The absence of “she-who-must-be-obeyed- if-only-because-she-has-a-very-big-schooling-whip” has meant a wonderful week, marred only by the bath she insisted I had before she left. Why her going on holiday necessitates scrubbing me and my Hovis sausage within an inch of our lives. Fluffing my feathers such that I look like an electrocuted reject from Fame in snow white leg warmers, and making my tail so soft and shiny, hay slides down it like the Jamaican bob sleigh team — I quite frankly know not.
Following my diary about our jumping exploits last week my Facebook pages were inundated with people commenting about my prowess over jumps. Many said mother was brave — seriously? Brave? My mother? You must be joking. She shut her eyes three strides out, tucks into the brace position and hangs on from grim death. It’s a good job I’m honest because the only way she’d ever see a stride is if they sent instructions in audio format…
Others said I was a “fine example of the athleticism of the bigger horse”. Which struck me as a similar comment to “he’s got a lovely personality”? Forget about the size of my bum and the feathers people — squint a bit as I tackle showjumps and you’d be convinced Milton had had a manly-brown-and-not-at-all-ginger rinse and put on a few pounds. If mother had responded to all those who asked for video evidence then you could have seen this for yourselves. Alas, mother is camera shy — well plus I’m not sure the “panoramic” lense is truly wide enough for her…
Talking of camera shy (which by the way is NOT something I personally suffer from) mum is refusing to put a photo of her in the new book. It’s currently with the designers and is due for release in September. Mum, as my agent, has been getting the word out and bribing people to agree to cover book number 3 in their magazines. Why they should need bribery I know not (I am after all the equine equivalent to JK Roundbale) but apparently they’re very excited to see a “mock up” of the new front cover. I am a trifle confused by this — I’m not mocking anything? It’s a very serious piece of equine journalism.

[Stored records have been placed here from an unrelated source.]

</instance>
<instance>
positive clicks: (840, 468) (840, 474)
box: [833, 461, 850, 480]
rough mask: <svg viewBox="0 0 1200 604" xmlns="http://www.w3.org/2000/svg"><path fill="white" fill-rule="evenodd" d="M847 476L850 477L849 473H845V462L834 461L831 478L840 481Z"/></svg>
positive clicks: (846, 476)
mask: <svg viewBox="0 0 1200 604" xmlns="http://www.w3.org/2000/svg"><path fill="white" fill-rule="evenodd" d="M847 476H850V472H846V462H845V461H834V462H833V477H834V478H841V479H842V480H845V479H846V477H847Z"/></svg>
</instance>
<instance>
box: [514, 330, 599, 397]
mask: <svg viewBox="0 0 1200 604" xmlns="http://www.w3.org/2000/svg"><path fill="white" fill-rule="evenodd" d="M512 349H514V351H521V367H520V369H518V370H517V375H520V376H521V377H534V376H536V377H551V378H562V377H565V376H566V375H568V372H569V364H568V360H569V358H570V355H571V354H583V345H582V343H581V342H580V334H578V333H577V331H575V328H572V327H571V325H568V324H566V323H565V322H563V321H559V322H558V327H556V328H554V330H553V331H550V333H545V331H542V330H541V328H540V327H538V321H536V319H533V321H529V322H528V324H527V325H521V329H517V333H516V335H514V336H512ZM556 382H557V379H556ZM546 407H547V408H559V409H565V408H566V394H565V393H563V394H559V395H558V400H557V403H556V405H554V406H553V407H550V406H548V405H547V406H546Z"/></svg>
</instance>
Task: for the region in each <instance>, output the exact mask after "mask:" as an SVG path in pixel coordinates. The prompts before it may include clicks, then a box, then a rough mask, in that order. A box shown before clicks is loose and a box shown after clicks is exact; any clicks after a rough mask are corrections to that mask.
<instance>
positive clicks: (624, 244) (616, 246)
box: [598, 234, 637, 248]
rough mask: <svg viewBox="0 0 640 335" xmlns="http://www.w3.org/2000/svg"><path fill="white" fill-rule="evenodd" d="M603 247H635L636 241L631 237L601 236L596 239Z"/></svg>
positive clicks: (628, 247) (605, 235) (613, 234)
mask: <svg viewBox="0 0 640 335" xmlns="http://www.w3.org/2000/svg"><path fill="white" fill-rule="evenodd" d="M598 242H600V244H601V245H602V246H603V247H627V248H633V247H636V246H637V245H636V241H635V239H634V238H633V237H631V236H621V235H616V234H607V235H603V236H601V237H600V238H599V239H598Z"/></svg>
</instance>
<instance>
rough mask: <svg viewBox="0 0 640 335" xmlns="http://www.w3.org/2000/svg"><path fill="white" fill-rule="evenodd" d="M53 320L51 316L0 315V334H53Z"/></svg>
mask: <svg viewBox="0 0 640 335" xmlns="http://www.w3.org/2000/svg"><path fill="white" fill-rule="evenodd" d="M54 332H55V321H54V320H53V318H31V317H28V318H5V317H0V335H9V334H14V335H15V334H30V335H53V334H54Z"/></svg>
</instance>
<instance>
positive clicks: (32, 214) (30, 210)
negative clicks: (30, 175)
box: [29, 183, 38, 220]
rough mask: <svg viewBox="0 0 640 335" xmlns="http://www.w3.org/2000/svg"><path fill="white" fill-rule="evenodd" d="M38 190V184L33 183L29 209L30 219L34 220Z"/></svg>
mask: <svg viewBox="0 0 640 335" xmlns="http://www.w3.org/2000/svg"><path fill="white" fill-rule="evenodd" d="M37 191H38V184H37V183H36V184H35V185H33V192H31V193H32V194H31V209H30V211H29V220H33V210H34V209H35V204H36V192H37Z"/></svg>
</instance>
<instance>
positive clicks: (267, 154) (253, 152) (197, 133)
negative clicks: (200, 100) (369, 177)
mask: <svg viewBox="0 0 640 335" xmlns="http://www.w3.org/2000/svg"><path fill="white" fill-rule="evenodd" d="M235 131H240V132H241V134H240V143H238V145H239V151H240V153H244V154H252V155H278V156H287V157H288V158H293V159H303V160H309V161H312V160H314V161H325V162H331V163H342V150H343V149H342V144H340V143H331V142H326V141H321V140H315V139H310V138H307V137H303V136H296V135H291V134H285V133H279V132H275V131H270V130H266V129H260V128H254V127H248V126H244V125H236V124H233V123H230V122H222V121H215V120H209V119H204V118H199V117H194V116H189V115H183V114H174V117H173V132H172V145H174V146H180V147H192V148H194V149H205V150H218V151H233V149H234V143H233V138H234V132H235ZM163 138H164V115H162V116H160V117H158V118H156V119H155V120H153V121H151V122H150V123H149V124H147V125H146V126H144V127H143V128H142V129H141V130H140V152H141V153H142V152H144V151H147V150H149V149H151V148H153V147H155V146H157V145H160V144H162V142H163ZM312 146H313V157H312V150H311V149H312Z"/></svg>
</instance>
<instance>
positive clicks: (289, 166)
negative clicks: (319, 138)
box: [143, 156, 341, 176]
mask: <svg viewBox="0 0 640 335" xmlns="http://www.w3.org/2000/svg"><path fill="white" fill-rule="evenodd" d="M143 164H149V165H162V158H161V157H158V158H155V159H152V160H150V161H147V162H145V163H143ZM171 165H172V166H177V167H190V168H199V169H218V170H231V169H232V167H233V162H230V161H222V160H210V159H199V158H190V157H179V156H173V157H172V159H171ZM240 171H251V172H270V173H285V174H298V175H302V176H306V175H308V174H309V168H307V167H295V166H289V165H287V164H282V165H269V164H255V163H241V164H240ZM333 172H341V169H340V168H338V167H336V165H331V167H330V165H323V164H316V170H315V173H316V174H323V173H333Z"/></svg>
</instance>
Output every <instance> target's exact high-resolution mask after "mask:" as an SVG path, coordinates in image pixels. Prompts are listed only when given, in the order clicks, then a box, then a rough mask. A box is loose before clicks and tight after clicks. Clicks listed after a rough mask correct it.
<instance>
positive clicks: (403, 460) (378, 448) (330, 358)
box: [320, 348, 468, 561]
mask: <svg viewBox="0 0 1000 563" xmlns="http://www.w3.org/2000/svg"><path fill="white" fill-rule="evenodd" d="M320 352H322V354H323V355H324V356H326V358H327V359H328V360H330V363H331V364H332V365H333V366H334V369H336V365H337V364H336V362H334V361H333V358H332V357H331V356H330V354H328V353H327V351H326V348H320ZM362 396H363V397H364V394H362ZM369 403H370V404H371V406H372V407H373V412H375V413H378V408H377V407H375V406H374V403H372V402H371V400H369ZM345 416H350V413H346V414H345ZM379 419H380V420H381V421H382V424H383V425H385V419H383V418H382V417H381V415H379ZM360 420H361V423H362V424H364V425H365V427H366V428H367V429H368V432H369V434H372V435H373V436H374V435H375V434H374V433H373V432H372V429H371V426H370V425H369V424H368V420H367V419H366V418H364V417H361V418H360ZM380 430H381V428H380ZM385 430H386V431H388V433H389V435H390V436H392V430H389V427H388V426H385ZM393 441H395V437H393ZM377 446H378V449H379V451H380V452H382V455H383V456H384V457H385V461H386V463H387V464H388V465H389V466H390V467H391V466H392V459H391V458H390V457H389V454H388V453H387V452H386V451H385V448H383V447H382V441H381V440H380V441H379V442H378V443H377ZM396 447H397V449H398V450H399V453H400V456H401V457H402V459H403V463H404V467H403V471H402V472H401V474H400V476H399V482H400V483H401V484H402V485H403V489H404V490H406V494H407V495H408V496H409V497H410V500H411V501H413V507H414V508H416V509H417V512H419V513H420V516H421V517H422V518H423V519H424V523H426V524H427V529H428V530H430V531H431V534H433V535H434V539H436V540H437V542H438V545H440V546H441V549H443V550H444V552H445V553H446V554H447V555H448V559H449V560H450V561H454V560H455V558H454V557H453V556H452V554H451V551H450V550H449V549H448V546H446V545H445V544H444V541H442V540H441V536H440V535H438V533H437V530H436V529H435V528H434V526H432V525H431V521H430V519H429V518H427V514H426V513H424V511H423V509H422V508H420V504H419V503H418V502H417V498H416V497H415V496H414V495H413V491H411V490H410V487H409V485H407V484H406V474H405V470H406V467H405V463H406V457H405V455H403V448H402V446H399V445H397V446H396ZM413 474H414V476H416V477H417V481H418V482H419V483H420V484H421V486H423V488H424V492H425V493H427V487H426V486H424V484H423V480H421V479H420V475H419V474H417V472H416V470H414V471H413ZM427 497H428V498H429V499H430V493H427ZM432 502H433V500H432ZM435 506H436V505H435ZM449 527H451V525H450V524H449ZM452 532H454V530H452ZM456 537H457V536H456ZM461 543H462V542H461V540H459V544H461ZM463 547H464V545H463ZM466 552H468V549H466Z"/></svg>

Once again, I am concerned that I sense people extracting the urine out of me — but then again that could be the smell wafting from one of Billy’s rugs that I may possibly have weed on. He called me an Irish numpty, what can I say? Revenge is a dish best served wet over an Amigo lightweight…
The good news is that mum appears to be lining up shows for me to go and meet my fans and for her to pretend to have written my book. I’ve already been asked to be the guest of honour at a sponsored ride in September. We’re doing some game fair in October (I hope no one expects me to play scrabble or something?) and mum is looking into taking me to that cult place — Your Horse is Alive. Mum says that might not be possible if a) people aren’t interested in meeting me (seriously? Like that’s likely?) or b) the venue says no.
I assume this would be due to concerns that the security couldn’t cope with the sort of hysterical crowd fever pitch only normally seen when those Wrong Direction dudes get lost at Wembley?
I shall keep you posted but I’m starting work on my demands for my dressing room in anticipation. So far a haylege bar, mineral water, mineral lick and a mass of mischievous mares with no morals (and no fathers with shotguns) are all featuring strongly. I’m hoping some of those showjumpers and eventer people might be there so maybe I could sneak into one of their demos and show you what big boys can do when the jockey actually has their eyes open…
Anyway keep your hooves crossed for me and I’ll keep you posted about the new book and my star appearances.